I’ve never watched Soccer AM but having watched that awful Something For The Weekend” I have yet to come across anyone on TV with the same level of banal, inane smugness as this twat.
I hate him.
And don’t get me started on Louise Redknapp who could easily be his twin sister.

Comment by Vim Fuego 2011-08-16 19:39:59

Oh and he’s scared of coriander.
Lovejoy can’t just not like the taste of coriander he has to make up some nonsense about how it’s to do with an ancient fear of unknown plants and how they may be poisonous.
Pretentious twat!

Comment by the cantering captain 2011-11-22 21:07:36

This is a brilliant review, and is now half way down the first page if you google “tim lovejoy”, so he must surely have read it, as I imagine he googles himself constantly. The only line I take issue with is

‘with his fashionably receding hair’

Since when was receding hair fashionable ? Its part of encroaching middle age, what’s next piles ?

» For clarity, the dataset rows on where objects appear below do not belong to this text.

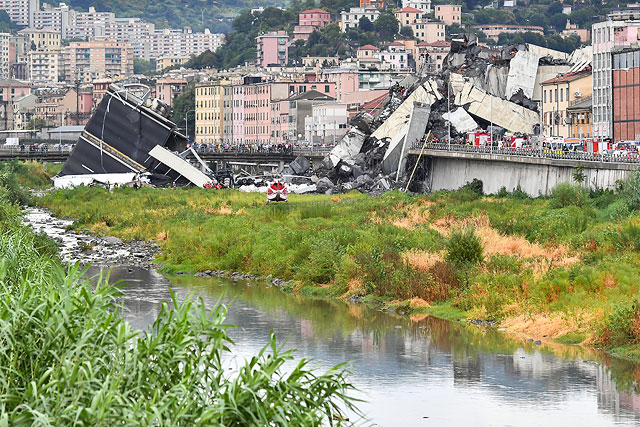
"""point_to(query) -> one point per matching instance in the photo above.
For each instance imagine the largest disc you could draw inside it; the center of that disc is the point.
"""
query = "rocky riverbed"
(87, 248)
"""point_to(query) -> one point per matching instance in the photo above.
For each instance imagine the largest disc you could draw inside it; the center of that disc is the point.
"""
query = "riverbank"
(557, 268)
(70, 357)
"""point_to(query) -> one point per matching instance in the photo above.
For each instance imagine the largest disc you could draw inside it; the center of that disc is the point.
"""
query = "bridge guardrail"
(533, 153)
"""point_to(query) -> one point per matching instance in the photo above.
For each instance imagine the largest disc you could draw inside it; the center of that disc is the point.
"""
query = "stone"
(112, 240)
(324, 184)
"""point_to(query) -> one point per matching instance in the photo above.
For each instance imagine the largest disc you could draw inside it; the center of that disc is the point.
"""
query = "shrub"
(464, 247)
(617, 211)
(629, 190)
(627, 237)
(474, 186)
(567, 194)
(622, 326)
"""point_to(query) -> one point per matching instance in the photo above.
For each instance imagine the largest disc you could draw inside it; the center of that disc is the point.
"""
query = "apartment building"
(494, 30)
(626, 95)
(85, 61)
(351, 19)
(44, 66)
(272, 49)
(448, 13)
(238, 114)
(164, 62)
(432, 54)
(422, 5)
(179, 43)
(408, 16)
(42, 38)
(21, 11)
(426, 30)
(5, 64)
(209, 113)
(560, 93)
(168, 89)
(378, 4)
(620, 31)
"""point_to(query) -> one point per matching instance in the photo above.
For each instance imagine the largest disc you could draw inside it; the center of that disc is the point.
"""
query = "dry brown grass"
(549, 326)
(542, 257)
(422, 260)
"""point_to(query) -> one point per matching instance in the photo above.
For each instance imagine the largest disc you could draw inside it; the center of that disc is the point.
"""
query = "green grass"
(571, 338)
(69, 358)
(584, 262)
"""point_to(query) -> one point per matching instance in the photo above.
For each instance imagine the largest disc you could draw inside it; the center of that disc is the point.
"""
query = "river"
(422, 372)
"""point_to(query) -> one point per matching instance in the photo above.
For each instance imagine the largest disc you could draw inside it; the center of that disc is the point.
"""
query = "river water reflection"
(413, 372)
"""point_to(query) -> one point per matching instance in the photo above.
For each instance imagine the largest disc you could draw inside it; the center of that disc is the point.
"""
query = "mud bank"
(87, 248)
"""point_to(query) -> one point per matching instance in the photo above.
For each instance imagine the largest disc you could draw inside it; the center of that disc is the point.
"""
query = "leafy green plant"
(578, 175)
(567, 194)
(464, 247)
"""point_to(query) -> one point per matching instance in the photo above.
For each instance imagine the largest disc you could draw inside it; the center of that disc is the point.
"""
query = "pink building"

Comment by ClayDavis 2012-02-16 12:34:36

Still creases me to this day.

Comment by mutley 2012-03-28 20:35:04

This is a masterpiece of modern writing, its almost like watching a public flogging and reporting each lash in painful detail…..however you can feel nothing but a sadistic pleasure in the fact that its Lovejoy getting dismantled over the course of the review.Anyone who can make David Mellor seem tolerable deserves all they get and more, what is it with these JCL Chelsea fans?

Brilliant stuff Taylor, you could probably dine out on this for years to come.